Principal Investigator Heinrich Heine University Hospital, United States
Disclosure(s):
Philipp A. Lang, Prof: No relevant disclosure to display
Introduction/Rationale: Recent understandings of anti-tumoral immune mechanisms reveal a critical role for strong and sustainable activation of CD8+ T cells for successful immunotherapy. Recently, we showed that the non-cytopathic lymphocytic choriomeningitis virus (LCMV) induces strong anti-tumor responses without directly killing tumor cells but by activation of CD8+ T cells. Here, we aim to generate an optimized arenavirus based on LCMV for application in cancer patients and its potential benefit with combination therapies.
Methods: We performed multiple passaging of the wild-type strain LCMV-WE in several murine and human cancer cells. The occurring mutations were identified and their role tested in vitro and in vivo in attenuated reassortant LCMV.
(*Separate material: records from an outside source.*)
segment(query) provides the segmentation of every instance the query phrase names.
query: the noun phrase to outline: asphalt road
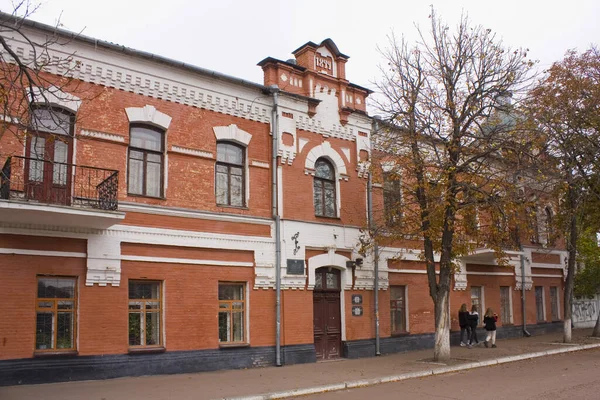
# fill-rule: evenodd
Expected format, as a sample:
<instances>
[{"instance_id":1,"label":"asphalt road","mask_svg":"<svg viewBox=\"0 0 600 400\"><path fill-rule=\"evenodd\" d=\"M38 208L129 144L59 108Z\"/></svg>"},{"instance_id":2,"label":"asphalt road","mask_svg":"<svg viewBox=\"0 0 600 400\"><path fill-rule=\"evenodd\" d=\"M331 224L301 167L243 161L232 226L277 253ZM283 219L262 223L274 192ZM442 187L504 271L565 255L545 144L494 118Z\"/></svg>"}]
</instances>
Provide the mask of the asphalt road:
<instances>
[{"instance_id":1,"label":"asphalt road","mask_svg":"<svg viewBox=\"0 0 600 400\"><path fill-rule=\"evenodd\" d=\"M303 398L600 399L600 350L579 351Z\"/></svg>"}]
</instances>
Results: We identified several mutations, which showed accelerated propagation in cancer cells leading to an attenuated reassortant arenavirus strain with accelerated entry in a broad spectrum of human cancer cells. This strain exhibited strong anti-tumoral efficacy in a variety of tumor models with minimal replication in healthy tissues and no severe disease symptoms in immune compromised murine model systems. Dissecting the anti-tumoral mechanism revealed that tumor-specific T cells were expanded, recruited to tumors and differentiated into potent effector cells. Furthermore, this virus strain amplified the anti-tumoral activity of a BiTE (Trp1/CD3) and combination with CAR- T cells to increase anti-tumor efficacy. In non-human primates, treatment with this strain led to increase in virus-mediated cytokine levels as well as T cells in the blood by maintaining a safe application.
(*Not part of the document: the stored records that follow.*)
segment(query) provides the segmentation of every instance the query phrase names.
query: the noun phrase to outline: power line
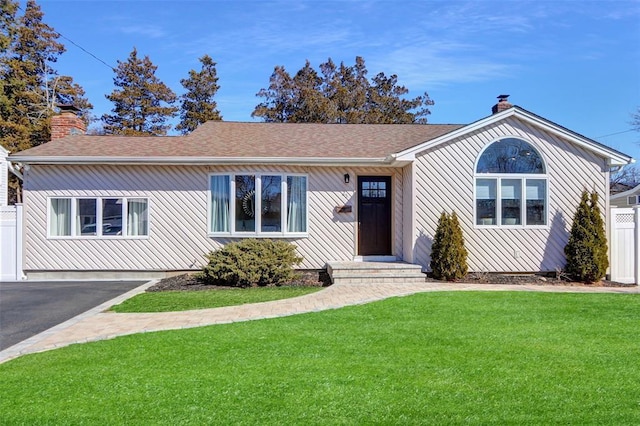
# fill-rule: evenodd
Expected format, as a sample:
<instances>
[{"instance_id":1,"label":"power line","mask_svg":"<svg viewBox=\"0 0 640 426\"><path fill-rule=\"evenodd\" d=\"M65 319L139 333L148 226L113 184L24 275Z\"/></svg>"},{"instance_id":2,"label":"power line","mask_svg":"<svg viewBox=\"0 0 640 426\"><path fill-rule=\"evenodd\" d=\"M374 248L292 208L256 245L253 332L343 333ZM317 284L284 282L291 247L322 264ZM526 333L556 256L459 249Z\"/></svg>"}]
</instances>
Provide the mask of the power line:
<instances>
[{"instance_id":1,"label":"power line","mask_svg":"<svg viewBox=\"0 0 640 426\"><path fill-rule=\"evenodd\" d=\"M615 136L615 135L621 135L623 133L629 133L629 132L633 132L635 131L634 129L629 129L629 130L623 130L621 132L616 132L616 133L610 133L608 135L602 135L602 136L596 136L596 139L600 139L600 138L606 138L608 136Z\"/></svg>"},{"instance_id":2,"label":"power line","mask_svg":"<svg viewBox=\"0 0 640 426\"><path fill-rule=\"evenodd\" d=\"M25 10L22 8L22 6L20 6L19 3L16 6L18 7L18 10L21 10L22 13L25 13ZM103 65L105 65L106 67L108 67L111 71L115 71L116 70L115 67L109 65L108 63L106 63L105 61L103 61L102 59L100 59L99 57L94 55L93 53L89 52L87 49L85 49L84 47L80 46L78 43L76 43L75 41L71 40L69 37L65 37L64 34L60 33L59 31L56 31L55 29L54 29L54 31L56 33L58 33L58 36L60 36L60 38L63 38L65 40L67 40L69 43L73 44L75 47L77 47L78 49L82 50L84 53L86 53L87 55L91 56L96 61L98 61L98 62L102 63Z\"/></svg>"},{"instance_id":3,"label":"power line","mask_svg":"<svg viewBox=\"0 0 640 426\"><path fill-rule=\"evenodd\" d=\"M78 49L82 50L83 52L85 52L87 55L91 56L92 58L94 58L95 60L97 60L98 62L101 62L102 64L104 64L105 66L107 66L111 71L115 71L116 69L114 67L112 67L111 65L109 65L108 63L106 63L105 61L103 61L102 59L98 58L96 55L94 55L93 53L89 52L87 49L85 49L84 47L80 46L78 43L74 42L73 40L71 40L68 37L65 37L64 35L62 35L61 33L58 33L60 35L60 38L63 38L65 40L67 40L69 43L73 44L75 47L77 47Z\"/></svg>"}]
</instances>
Conclusion: In conclusion, by using the biological principle of mutation and selection, we developed an arenavirus-based immune therapy safely applied in preclinical model systems and GLP studies as well as harboring a unique mode of action and anti-tumoral efficacy. Combination with T cell-directed therapies including BITEs and CAR-T cells resulted in strong synergistic anti-tumoral responses.